True to how I work: I designed and built this page with my AI toolchain, Claude Code included, the same way I ship at Swiss Post and on my own products.

Why my skills fit Optasia

New markets, from zero, done twice

You are entering Malaysia and the Philippines and deepening Kenya, Egypt and Ethiopia. I was on the founding team of WePractice, where we closed two funding rounds and grew to 10 locations, 23 people and 170+ customers, and I built growth for several ventures at Sparrow Ventures, from validation to scale-up.

Product and AI that move real numbers

At Ifolor I owned the e-commerce ecosystem of a CHF 100M+ business and lifted conversion 9% and checkout completion 15% through research, testing and analytics. At Swiss Post I lead AI-driven business models from opportunity sizing to go-to-market, including build-versus-buy calls. On my own product, Pedal Peak, I build with AI end to end, so "AI-led" is how I work, not a word I use.

The honest read

I bring no fintech, telco or credit-risk background, and your scoring engine belongs with your data and risk teams. My lane is the layer above it: growth, product and go-to-market that turn a proven platform into more activated customers per partner. If that lane matches an open seat, we should talk; if it does not, I would rather hear that early.

The career behind it

AI Project Lead, Business Development

Swiss Post, Zurich · since Jan 2026

Leads AI-driven business models from opportunity sizing to prioritised roadmap and launch, including build-versus-buy and cost-versus-benefit decisions.

Own ventures and sabbatical

smedium, Pedal Peak · Aug 2025 to Dec 2025

Built smedium to its first paying clients, grew the cycling platform Pedal Peak, and travelled five months.

Senior Product Manager, Lead E-Commerce

Ifolor Group, Zurich · Oct 2024 to Jul 2025

Owned e-commerce strategy for a CHF 100M+ business, reporting to C-level; +9% conversion and +15% checkout completion; led a cross-functional team and agencies.

Lead Project Manager

Brixel, Zurich · Jun 2023 to Sep 2024

Owned the UBS and Baloise partnerships that drove growth; main bridge between senior client stakeholders and the product team.

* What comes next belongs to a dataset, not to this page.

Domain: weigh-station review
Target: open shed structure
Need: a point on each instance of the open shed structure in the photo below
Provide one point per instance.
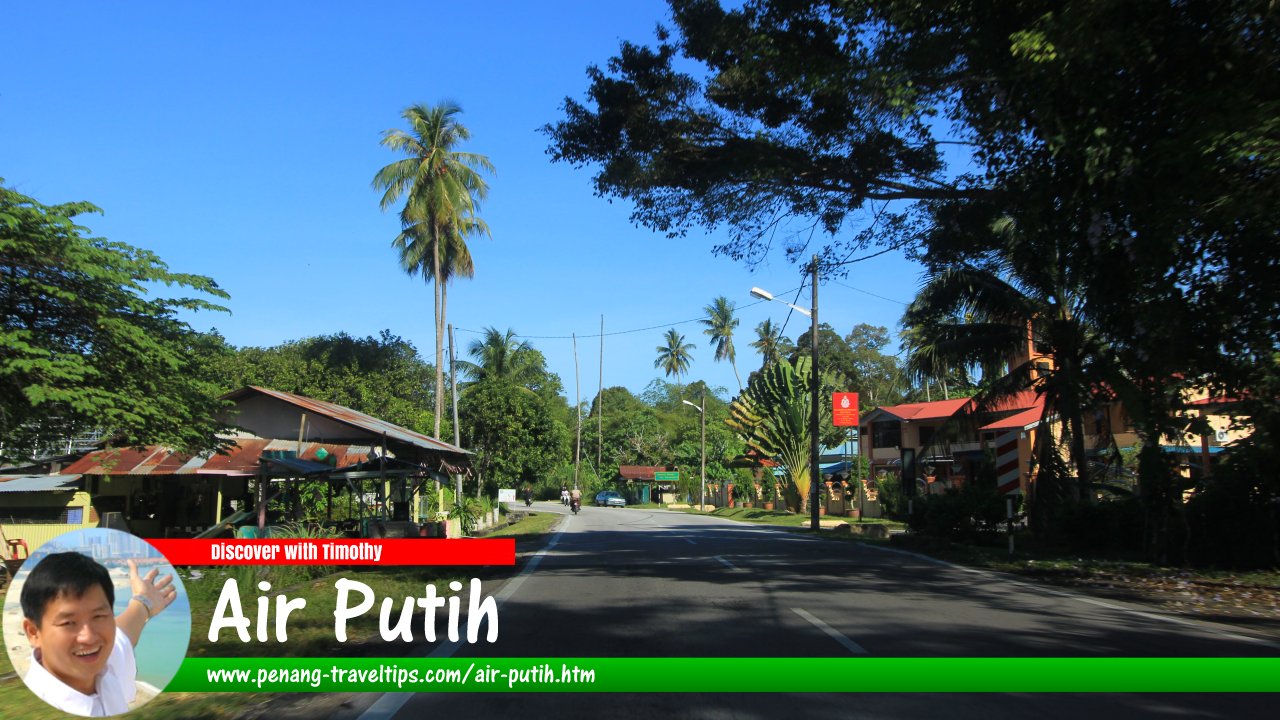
(282, 441)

Marketing & Growth Lead, founding team

WePractice (Sparrow Ventures / Migros Group) · Mar 2020 to May 2023

Founding team of a health venture: two funding rounds closed, 10 locations, 23 people, 170+ customers, and 1000+ client matches in year one; led marketing and sales after Series B.

Growth & Venture Builder

Sparrow Ventures, Zurich · Sep 2019 to Sep 2022

Built growth and go-to-market for several internal startups, from validation to scale-up; experimentation to lift conversion and cut acquisition cost.

Intrapreneur, Innovation

Die Mobiliar, Bern · Jan 2017 to Aug 2019

Took market pilots from MVP to launch, among them Smide, XpertCheck and Lizzy; ran the market experiments that steered product and marketing decisions.

Commercial and product-marketing foundation

Promena, Cruspi, Domaco, Kuoni, AMAG, Bridgestone · 2005 to 2016

FMCG product marketing, trade promotions, accounting, and the commercial apprenticeship where it all started.

About me

I am Swiss, based in Zurich, and my partner and I are planning the move to Dubai, where Optasia keeps its operating office. I am available with notice.

In late 2025 I crossed Togo and Benin by bicycle. Benin is one of your 38 markets, and that trip changed how I read a phrase like "financial inclusion for the next billion customers". I have stood in the market streets where that billion actually shops.

Outside work you will find me on a bike, on a tennis court, or underwater with a dive mask.